I told you I was going to get super-picky; but I now have a final bouquet to bestow. His finish, his final sentence, is masterly.

Jordan Peterson and thumbnails

About two years ago the Oxford Union invited Dr Jordan Peterson to deliver an address and Q&A. It was around the time that I had him on the blog before, and having re-read what I said I stand by it. I also see that I resolved to find more of his speeches, and am shamed that it took this long.

The general terms of reference I laid down for myself in this blog eight years ago, and have only occasionally broken, stated that I would focus on talks as distinct from Q&A. That is because most of my work is in helping people to succeed in the one-way traffic of a speech, because technically it differs hugely from the more familiar two-way traffic of conversation. I mention that because a glance at the way the stage was set, with two armchairs but no lectern, suggested that even though a talk was flagged this would be mainly Q&A. That impression was correct, and gloriously so.

He enters to an enthusiastic greeting, and acknowledges it graciously. That is followed by a brief exchange between him and the host. He assumes a 30-minute talk followed by Q&A, but the host suggests 15-20 minute talk. He immediately acquiesces, and launches straight into telling the audience he’ll be discussing hierarchies.

He is pensive, halting, repetitive in laying out his stall, and as he gets into his stride those three adjectives recede but never completely go away. He could have eliminated them completely and had a smooth, beautifully parsed monologue by having a script, but if he’d done so he’d have had difficulties in cutting down the talk from the expected 30 minutes.

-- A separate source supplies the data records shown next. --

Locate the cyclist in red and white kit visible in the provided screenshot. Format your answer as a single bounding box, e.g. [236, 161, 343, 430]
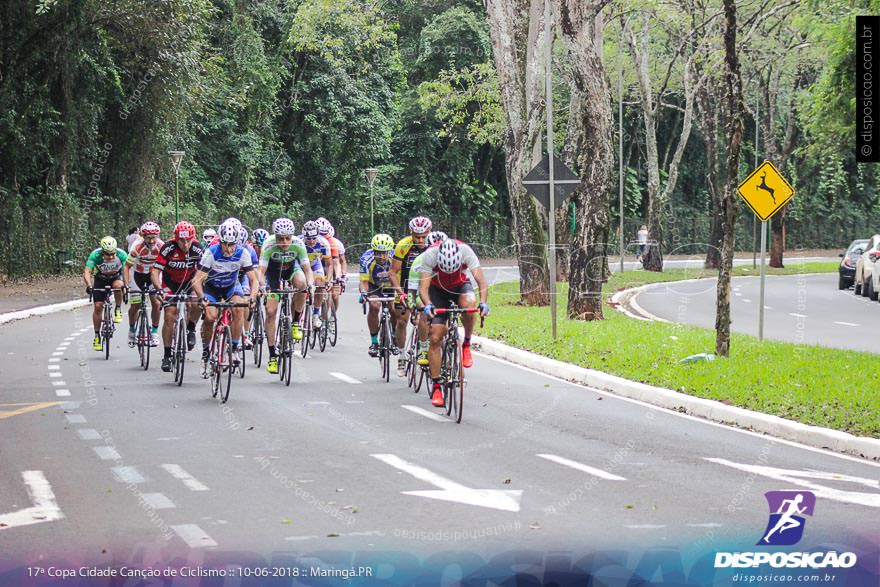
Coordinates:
[126, 222, 165, 346]
[151, 220, 204, 373]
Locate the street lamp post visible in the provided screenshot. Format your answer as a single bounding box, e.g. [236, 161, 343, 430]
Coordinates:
[364, 167, 379, 237]
[168, 151, 183, 223]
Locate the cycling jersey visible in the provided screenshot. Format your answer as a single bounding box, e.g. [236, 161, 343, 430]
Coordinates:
[421, 241, 480, 290]
[86, 248, 128, 280]
[154, 240, 205, 292]
[199, 244, 254, 289]
[128, 237, 165, 273]
[394, 235, 427, 287]
[260, 234, 309, 281]
[360, 249, 391, 289]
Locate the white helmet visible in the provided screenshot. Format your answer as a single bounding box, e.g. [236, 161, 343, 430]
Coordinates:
[272, 218, 296, 236]
[437, 239, 461, 273]
[217, 220, 239, 243]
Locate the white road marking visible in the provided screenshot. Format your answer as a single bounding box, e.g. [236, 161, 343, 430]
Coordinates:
[480, 352, 880, 468]
[330, 371, 360, 384]
[141, 493, 177, 510]
[0, 471, 64, 530]
[162, 463, 208, 491]
[400, 405, 452, 423]
[537, 454, 626, 481]
[110, 466, 147, 484]
[92, 446, 122, 461]
[171, 524, 217, 548]
[370, 454, 522, 512]
[704, 457, 880, 508]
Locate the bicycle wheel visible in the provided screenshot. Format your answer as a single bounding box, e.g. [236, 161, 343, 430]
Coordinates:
[172, 320, 186, 387]
[219, 326, 233, 404]
[327, 309, 339, 346]
[299, 304, 312, 359]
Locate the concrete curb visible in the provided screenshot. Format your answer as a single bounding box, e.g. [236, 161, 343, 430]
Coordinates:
[0, 299, 90, 324]
[473, 336, 880, 461]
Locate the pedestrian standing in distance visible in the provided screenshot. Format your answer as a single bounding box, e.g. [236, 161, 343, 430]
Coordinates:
[637, 224, 648, 262]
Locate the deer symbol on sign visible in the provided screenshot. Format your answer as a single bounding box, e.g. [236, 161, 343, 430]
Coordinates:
[756, 172, 776, 204]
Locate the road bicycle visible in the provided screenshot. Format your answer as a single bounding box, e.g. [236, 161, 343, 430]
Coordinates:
[363, 296, 397, 383]
[129, 287, 156, 371]
[205, 302, 250, 404]
[434, 302, 483, 424]
[89, 285, 128, 361]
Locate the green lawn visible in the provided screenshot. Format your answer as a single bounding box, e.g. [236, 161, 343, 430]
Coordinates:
[482, 263, 880, 438]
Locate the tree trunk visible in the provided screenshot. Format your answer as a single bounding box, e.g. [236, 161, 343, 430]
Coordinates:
[715, 0, 744, 357]
[554, 0, 614, 320]
[486, 0, 550, 305]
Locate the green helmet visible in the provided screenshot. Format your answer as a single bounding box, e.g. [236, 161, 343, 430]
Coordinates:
[370, 234, 394, 253]
[101, 236, 116, 253]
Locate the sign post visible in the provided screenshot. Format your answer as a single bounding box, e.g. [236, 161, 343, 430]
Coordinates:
[739, 161, 794, 340]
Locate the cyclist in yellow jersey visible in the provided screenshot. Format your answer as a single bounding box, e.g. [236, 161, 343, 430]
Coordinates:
[390, 216, 431, 377]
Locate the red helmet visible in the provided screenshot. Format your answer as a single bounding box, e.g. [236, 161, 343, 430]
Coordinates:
[174, 220, 196, 241]
[141, 222, 159, 236]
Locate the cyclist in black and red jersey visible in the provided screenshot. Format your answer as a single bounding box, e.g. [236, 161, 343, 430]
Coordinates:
[150, 220, 204, 373]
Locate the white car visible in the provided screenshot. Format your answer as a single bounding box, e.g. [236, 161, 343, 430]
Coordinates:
[853, 234, 880, 300]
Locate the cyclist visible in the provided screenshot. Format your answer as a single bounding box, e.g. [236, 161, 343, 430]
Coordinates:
[150, 220, 204, 373]
[260, 218, 315, 373]
[192, 219, 258, 376]
[199, 226, 217, 250]
[315, 217, 348, 309]
[407, 230, 449, 366]
[126, 222, 165, 346]
[300, 220, 333, 329]
[419, 239, 489, 407]
[358, 234, 399, 357]
[83, 236, 131, 351]
[390, 216, 431, 377]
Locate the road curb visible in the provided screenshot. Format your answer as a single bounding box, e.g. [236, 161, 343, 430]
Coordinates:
[0, 299, 89, 324]
[473, 336, 880, 461]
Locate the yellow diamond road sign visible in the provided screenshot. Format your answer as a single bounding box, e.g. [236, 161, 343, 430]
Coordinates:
[739, 161, 794, 222]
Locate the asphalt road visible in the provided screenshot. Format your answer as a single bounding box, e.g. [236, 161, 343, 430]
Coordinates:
[0, 284, 880, 565]
[635, 273, 880, 353]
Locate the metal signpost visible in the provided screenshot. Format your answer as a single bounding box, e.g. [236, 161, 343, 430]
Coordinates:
[739, 161, 794, 340]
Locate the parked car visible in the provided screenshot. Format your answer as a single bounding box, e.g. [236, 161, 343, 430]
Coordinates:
[853, 234, 880, 300]
[837, 238, 868, 289]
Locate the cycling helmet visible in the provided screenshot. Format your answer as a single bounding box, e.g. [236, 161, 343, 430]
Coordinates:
[425, 230, 449, 247]
[315, 216, 332, 236]
[217, 220, 239, 243]
[101, 236, 116, 253]
[437, 239, 461, 273]
[174, 220, 196, 241]
[272, 218, 296, 236]
[235, 226, 248, 245]
[141, 222, 159, 236]
[370, 234, 394, 253]
[303, 220, 318, 238]
[254, 228, 269, 247]
[409, 216, 431, 234]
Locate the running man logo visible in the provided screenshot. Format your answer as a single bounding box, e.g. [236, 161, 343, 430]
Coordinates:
[758, 491, 816, 546]
[739, 161, 794, 222]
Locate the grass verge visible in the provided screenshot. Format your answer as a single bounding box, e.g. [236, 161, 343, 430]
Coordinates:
[482, 262, 880, 438]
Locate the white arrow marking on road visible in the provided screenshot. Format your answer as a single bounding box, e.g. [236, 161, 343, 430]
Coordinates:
[370, 454, 522, 512]
[0, 471, 64, 530]
[706, 458, 880, 508]
[537, 454, 626, 481]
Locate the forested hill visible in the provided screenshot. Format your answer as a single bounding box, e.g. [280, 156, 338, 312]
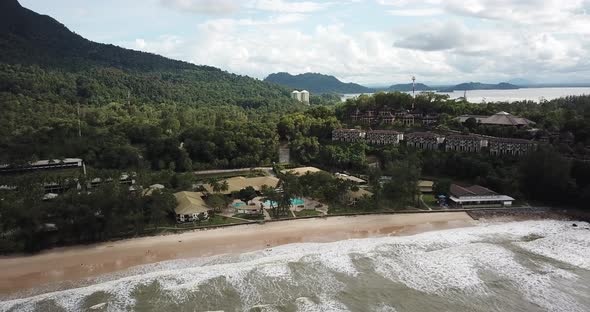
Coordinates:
[0, 0, 296, 106]
[264, 73, 374, 93]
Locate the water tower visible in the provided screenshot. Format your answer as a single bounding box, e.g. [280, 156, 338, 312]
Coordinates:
[291, 90, 301, 102]
[301, 90, 309, 105]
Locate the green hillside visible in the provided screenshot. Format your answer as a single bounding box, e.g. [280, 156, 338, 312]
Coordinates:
[0, 0, 304, 171]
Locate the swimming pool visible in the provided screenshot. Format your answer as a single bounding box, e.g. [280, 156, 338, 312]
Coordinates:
[263, 198, 305, 208]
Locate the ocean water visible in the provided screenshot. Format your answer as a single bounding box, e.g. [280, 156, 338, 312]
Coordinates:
[0, 220, 590, 312]
[342, 87, 590, 103]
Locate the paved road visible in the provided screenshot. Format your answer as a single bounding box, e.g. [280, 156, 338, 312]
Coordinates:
[193, 167, 273, 175]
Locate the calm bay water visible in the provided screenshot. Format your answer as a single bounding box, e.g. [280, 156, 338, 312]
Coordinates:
[342, 88, 590, 103]
[0, 221, 590, 312]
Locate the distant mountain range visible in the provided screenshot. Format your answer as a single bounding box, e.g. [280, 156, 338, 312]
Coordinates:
[0, 0, 292, 106]
[264, 73, 375, 94]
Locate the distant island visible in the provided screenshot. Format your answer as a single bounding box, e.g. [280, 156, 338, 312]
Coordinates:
[264, 73, 375, 94]
[438, 82, 520, 92]
[387, 83, 434, 92]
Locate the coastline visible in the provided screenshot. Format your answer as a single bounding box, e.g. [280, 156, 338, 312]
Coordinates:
[0, 212, 478, 298]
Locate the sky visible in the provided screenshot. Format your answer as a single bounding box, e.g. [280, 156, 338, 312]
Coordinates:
[20, 0, 590, 85]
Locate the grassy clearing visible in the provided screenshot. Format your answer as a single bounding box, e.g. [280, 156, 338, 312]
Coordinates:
[233, 213, 264, 220]
[295, 209, 322, 217]
[422, 194, 438, 209]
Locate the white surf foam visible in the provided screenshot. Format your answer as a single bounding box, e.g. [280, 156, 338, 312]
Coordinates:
[0, 221, 590, 311]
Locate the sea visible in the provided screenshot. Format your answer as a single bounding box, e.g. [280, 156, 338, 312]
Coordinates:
[0, 220, 590, 312]
[341, 87, 590, 103]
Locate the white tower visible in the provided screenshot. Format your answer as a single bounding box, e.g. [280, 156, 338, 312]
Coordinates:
[291, 90, 301, 102]
[412, 76, 416, 111]
[301, 90, 309, 105]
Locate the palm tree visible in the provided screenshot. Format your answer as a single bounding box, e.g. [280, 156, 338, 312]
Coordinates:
[260, 185, 281, 218]
[208, 179, 229, 193]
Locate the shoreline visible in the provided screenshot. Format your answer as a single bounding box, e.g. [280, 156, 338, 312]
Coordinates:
[0, 212, 478, 299]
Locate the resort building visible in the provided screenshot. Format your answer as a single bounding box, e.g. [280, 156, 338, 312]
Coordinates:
[332, 129, 367, 142]
[203, 176, 279, 195]
[405, 132, 445, 150]
[488, 138, 536, 156]
[449, 184, 514, 208]
[445, 135, 488, 153]
[345, 188, 373, 206]
[360, 110, 377, 124]
[398, 113, 420, 126]
[365, 130, 404, 145]
[457, 112, 535, 127]
[379, 111, 395, 125]
[174, 192, 213, 222]
[421, 115, 439, 126]
[335, 172, 367, 184]
[418, 180, 434, 193]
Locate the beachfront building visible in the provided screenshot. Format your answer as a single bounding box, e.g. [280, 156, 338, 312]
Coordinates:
[445, 135, 488, 153]
[174, 192, 213, 222]
[203, 176, 279, 195]
[335, 172, 367, 185]
[345, 188, 373, 206]
[332, 129, 367, 142]
[418, 180, 434, 194]
[449, 184, 514, 208]
[457, 112, 535, 128]
[365, 130, 404, 145]
[488, 138, 536, 156]
[405, 132, 444, 150]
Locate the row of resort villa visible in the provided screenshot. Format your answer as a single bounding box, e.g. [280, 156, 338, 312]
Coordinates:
[350, 109, 439, 126]
[349, 109, 535, 128]
[332, 129, 537, 156]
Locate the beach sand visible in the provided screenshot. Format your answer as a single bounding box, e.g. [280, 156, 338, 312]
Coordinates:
[0, 212, 477, 297]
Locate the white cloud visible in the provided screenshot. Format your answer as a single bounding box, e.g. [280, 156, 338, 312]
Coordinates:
[160, 0, 241, 14]
[128, 0, 590, 84]
[253, 0, 326, 13]
[159, 0, 329, 15]
[387, 8, 444, 16]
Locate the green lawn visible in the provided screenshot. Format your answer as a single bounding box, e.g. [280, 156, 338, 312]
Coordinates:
[422, 194, 438, 209]
[295, 209, 322, 217]
[233, 213, 264, 220]
[208, 215, 244, 225]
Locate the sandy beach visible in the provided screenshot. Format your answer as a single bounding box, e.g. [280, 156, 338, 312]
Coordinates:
[0, 212, 477, 296]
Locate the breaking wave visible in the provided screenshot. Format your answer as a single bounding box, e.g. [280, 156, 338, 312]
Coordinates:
[0, 221, 590, 312]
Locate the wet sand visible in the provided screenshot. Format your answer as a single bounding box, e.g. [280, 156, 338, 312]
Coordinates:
[0, 212, 477, 297]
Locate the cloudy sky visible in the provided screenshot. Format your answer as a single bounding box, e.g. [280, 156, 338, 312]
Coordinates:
[20, 0, 590, 85]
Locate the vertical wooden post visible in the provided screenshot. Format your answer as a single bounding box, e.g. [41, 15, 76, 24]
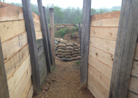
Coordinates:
[80, 0, 91, 88]
[78, 23, 81, 47]
[0, 39, 9, 98]
[37, 0, 51, 72]
[49, 8, 55, 63]
[22, 0, 41, 94]
[43, 6, 54, 65]
[109, 0, 138, 98]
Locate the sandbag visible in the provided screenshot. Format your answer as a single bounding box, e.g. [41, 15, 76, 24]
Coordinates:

Far more importantly it would have been glaringly obvious to everyone that he was sitting there merely regurgitating something he’d written previously, whereas here it is equally obvious that from a baseline of vast learning he is expressing ideas and concepts to which he has devoted a great deal of thought and is continuing to do even as he speaks. What we are seeing is transparent, spontaneous sincerity. What we are seeing, if you will forgive me a metaphor, is a live music recital as distinct from someone miming to a record. What we are seeing is the reason I continue to bang on about proper speakers not using paper, and why I tear paper out of the hands of my trainees. This is proper speaking, and everyone is capable of doing it.

Editing himself on the hoof he gets his talk down to about 10 minutes and then, for more than an hour, he takes questions. The questions are good. They probe and provoke, and he clearly revels in that. I find it riveting, but shall not even attempt to single out any points he makes. How do you précis something that is already academically concise?

Instead I’d like to praise his metaphor for low-resolution versus high-resolution examination of concepts. He speaks of low-resolution being thumbnail sketch overviews, and I like that. Inevitably I try applying it to myself. I am reassured that my habit of collecting masses of thumbnails (he’s got me doing it now) leaves enough space in my brain for high-resolution images reserved for work, family and principal interests, meanwhile enabling me to understand just enough when working with experts in their fields or listening to someone like him.